Estas palabras las escribo en un Mac. Al alcance de la mano tengo un smartphone, apagado para asegurarme el silencio mientras trabajo. Pero miro a mi alrededor y me gusta recrearme en la variedad de las cosas que me acompañan, las necesarias y las inútiles, las que duran mucho tiempo y no se estropean, las que alimentan mi memoria y las que me son tan familiares que cuando estoy usándolas no sé distinguir entre el trabajo y el puro deleite: botes con lápices, una goma de borrar y un estuche que hacen su servicio y guardan intacto el olor de la escuela, una caja de cartón que contuvo un juguete y en la que he guardado entradas de conciertos y de cine, posavasos de bares, tarjetas de restaurantes, un tarro de cristal con varios tornillos herrumbrosos del puente George Washington que recogí hace años a la orilla del río Hudson, fotos de mi mujer y de mis hijos en épocas diversas de la vida.

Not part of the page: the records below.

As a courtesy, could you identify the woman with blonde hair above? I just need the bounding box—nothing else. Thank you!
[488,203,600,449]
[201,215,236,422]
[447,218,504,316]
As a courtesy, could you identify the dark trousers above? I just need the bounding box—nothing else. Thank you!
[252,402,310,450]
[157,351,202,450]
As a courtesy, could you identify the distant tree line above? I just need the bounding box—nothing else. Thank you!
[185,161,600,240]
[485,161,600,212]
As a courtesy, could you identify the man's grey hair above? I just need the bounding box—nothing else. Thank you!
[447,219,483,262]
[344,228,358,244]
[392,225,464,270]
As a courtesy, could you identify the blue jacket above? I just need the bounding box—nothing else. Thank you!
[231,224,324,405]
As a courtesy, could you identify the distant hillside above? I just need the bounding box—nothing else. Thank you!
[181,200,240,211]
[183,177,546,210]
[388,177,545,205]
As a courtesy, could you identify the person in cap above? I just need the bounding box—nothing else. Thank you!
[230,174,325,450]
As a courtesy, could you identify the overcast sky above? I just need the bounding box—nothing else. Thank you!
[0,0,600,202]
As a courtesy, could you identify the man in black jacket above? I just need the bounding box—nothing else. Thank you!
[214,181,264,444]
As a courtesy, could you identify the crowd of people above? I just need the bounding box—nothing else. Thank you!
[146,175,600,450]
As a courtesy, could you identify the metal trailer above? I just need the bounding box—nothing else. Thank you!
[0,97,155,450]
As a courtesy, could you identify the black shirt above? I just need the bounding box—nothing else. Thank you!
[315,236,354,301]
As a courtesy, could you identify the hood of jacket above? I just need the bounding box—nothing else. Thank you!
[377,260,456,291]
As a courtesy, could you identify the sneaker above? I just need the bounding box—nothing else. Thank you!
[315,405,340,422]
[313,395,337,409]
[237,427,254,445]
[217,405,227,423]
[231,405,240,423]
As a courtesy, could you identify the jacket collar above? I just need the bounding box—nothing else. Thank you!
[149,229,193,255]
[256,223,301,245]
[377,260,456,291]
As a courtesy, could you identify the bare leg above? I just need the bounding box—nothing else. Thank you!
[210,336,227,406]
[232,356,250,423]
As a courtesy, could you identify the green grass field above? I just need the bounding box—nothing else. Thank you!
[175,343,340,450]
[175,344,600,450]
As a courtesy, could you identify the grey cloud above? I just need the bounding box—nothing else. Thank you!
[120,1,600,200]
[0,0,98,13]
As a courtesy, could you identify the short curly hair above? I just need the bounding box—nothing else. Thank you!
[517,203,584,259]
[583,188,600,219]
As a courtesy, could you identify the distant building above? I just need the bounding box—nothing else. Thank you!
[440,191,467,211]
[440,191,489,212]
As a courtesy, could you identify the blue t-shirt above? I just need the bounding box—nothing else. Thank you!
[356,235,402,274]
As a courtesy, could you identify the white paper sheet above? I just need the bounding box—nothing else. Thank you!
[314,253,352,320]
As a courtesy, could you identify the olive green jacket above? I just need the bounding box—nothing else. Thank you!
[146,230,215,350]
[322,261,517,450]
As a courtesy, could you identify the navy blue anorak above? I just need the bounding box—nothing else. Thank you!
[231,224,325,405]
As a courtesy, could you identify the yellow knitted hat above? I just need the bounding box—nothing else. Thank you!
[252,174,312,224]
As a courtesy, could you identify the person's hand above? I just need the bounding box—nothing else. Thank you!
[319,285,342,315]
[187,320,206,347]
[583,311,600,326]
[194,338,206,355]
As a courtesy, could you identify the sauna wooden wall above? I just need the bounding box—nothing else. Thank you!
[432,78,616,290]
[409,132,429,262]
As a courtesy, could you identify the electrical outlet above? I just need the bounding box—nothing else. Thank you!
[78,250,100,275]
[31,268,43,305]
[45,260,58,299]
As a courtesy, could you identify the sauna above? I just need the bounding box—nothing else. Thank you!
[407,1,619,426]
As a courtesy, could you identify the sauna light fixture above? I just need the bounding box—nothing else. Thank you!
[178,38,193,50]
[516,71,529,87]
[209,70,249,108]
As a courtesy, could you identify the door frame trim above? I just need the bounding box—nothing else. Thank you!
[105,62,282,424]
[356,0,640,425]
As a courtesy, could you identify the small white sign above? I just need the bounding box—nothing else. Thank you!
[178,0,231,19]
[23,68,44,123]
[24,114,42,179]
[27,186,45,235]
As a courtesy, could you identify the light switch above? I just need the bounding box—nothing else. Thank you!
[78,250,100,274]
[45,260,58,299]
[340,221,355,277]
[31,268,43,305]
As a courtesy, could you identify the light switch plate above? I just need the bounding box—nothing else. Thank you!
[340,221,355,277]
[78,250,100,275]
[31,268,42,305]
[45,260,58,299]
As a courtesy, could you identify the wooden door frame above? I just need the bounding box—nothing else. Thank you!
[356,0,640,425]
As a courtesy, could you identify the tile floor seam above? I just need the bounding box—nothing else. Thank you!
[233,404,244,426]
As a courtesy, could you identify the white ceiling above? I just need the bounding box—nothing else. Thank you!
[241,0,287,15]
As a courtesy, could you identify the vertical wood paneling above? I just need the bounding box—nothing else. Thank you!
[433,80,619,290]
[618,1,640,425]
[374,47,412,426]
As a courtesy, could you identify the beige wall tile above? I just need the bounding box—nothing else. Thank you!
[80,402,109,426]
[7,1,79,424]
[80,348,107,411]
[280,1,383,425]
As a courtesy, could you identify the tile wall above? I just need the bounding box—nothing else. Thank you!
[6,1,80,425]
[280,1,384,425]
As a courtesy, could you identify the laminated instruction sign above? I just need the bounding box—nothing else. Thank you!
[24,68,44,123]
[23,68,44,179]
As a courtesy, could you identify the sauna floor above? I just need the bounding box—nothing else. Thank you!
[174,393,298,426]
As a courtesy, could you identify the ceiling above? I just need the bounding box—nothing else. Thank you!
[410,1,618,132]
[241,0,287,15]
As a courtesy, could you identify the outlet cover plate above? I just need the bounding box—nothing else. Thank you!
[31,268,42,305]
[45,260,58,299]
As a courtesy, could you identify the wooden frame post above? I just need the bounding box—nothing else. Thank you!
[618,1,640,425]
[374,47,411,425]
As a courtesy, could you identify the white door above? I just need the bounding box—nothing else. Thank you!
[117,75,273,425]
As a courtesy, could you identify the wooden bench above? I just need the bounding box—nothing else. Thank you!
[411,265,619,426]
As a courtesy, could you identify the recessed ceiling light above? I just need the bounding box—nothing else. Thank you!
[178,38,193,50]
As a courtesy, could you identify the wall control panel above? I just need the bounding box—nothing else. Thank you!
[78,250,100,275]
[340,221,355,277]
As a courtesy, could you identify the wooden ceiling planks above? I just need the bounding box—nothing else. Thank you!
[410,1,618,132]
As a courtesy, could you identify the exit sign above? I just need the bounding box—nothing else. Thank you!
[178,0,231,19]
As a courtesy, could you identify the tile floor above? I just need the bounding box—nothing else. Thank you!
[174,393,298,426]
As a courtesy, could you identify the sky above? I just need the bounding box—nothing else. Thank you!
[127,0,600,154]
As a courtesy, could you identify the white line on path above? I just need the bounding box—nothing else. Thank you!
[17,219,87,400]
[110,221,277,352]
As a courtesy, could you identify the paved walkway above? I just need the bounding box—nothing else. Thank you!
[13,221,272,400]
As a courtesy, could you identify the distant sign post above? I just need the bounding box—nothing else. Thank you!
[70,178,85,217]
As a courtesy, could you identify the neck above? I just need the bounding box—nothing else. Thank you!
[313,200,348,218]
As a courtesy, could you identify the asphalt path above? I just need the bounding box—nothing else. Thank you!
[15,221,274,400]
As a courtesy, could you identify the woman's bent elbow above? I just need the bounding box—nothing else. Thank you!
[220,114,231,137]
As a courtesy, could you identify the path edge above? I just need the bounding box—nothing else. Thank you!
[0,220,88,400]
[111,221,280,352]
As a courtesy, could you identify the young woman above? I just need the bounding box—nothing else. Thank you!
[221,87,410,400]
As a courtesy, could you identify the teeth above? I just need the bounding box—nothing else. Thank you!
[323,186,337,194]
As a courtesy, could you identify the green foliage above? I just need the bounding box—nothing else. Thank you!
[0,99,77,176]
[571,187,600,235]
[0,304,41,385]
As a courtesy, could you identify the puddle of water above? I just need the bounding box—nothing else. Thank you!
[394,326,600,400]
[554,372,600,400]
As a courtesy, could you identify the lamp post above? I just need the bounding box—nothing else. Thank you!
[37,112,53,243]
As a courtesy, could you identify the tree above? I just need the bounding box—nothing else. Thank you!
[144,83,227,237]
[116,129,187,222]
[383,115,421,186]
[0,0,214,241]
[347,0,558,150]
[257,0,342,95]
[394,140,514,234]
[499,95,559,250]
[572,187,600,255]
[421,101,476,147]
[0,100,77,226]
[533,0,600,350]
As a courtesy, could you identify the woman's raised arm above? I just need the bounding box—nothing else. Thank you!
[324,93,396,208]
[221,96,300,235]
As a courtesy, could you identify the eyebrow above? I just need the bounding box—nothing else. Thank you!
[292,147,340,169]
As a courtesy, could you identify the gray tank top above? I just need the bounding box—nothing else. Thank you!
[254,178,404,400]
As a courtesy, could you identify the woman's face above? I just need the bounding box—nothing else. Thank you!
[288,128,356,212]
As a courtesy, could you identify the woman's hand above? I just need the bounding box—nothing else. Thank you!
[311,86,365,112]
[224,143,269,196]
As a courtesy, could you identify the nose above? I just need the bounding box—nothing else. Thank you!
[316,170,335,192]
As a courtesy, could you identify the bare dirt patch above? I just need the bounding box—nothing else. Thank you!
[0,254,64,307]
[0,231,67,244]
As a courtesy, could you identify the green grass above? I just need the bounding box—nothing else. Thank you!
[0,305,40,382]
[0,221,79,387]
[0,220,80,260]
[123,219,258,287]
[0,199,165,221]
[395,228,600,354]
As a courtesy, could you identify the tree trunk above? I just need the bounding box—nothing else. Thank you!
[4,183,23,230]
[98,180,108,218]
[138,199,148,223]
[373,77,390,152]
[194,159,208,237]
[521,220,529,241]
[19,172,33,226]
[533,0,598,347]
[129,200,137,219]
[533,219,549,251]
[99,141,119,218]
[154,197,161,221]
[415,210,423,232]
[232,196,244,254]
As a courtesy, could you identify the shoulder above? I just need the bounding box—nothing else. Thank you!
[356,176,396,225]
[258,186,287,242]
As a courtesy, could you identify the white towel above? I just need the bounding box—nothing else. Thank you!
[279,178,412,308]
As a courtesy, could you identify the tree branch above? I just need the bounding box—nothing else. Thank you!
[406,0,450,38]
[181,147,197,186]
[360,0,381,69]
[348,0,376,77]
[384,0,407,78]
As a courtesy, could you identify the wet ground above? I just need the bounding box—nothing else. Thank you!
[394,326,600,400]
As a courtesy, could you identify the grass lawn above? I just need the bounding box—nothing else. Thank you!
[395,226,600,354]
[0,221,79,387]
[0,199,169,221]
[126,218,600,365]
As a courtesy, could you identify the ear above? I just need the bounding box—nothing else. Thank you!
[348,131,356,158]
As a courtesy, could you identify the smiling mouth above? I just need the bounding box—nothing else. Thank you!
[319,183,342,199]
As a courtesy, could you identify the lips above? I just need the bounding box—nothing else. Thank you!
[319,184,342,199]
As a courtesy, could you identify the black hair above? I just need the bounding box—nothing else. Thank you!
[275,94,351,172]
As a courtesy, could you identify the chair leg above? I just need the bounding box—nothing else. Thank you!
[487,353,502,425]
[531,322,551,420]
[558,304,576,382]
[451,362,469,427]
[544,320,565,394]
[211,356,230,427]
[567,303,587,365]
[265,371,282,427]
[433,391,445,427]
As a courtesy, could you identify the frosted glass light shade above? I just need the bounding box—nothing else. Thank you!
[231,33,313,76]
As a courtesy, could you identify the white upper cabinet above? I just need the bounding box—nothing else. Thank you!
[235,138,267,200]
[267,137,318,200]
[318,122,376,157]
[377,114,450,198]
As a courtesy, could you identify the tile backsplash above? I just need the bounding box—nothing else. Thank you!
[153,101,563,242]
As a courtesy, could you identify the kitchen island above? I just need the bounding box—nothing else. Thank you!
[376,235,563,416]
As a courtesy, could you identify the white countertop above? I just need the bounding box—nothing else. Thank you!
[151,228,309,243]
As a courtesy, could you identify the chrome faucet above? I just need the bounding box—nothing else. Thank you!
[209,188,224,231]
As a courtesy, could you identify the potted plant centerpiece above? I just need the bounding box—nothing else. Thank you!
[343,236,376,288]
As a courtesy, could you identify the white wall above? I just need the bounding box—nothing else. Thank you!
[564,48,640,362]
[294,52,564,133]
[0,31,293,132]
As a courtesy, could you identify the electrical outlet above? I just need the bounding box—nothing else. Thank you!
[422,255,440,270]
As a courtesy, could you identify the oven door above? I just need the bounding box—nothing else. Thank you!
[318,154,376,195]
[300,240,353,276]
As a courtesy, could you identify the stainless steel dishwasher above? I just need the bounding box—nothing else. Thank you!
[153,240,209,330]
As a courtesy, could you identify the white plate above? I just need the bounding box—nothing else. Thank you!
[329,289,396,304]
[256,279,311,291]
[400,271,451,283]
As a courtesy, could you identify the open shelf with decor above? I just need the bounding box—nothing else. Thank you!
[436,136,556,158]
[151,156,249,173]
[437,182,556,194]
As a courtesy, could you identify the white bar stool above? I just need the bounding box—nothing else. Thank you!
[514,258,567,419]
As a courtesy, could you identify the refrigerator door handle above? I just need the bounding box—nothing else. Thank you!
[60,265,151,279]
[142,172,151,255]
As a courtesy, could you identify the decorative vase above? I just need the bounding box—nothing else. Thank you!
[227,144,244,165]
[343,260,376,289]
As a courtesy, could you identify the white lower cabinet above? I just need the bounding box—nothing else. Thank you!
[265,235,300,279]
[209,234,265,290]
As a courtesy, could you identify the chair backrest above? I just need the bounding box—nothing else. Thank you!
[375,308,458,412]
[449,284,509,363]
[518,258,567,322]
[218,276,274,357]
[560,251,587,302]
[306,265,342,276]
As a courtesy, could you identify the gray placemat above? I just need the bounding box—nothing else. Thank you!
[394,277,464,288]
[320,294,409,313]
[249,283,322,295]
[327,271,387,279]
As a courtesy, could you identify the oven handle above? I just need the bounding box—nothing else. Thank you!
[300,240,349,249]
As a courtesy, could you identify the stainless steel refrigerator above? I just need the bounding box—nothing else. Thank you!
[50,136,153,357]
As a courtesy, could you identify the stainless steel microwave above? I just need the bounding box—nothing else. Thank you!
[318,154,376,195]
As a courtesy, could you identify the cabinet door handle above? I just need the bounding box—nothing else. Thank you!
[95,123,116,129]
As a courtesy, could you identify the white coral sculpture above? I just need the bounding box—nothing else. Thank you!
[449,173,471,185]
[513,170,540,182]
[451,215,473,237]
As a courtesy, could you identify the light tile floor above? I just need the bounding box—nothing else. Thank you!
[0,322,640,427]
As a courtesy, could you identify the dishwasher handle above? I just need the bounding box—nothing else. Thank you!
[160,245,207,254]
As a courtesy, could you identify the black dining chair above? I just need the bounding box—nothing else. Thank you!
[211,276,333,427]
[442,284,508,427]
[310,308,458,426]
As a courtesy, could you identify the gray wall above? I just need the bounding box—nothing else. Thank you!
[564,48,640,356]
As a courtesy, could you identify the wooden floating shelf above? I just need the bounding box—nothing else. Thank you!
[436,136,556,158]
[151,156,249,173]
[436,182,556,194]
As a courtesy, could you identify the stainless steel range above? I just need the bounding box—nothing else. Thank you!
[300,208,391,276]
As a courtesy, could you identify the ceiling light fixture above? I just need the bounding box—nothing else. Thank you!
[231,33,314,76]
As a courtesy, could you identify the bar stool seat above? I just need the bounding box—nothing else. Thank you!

Y también cuadernos y borradores y papeles sueltos en los cajones, como un humus fértil que tal vez dé fruto alguna vez, y un calendario en el que apunto a lápiz citas y fechas de entrega, y tinteros con tintas de varios colores, y una pluma de segunda mano con la que he escrito los borradores de dos novelas, y una estantería de libros y otra de cedés en las que puedo ver desplegada como la biografía de mis aficiones literarias y musicales, no mediadas por ningún algoritmo, sino por mi capricho soberano. No quiero renunciar a nada. La música en cedé o en vinilo suena mucho mejor que en streaming. Quiero que la tecnología me facilite ciertas cosas en la vida pero no quiero vivir sometido a ella, a las maquinaciones codiciosas de unos plutócratas disfrazados de gurús. No es nostalgia. Es resistencia y rebeldía contra la apisonadora.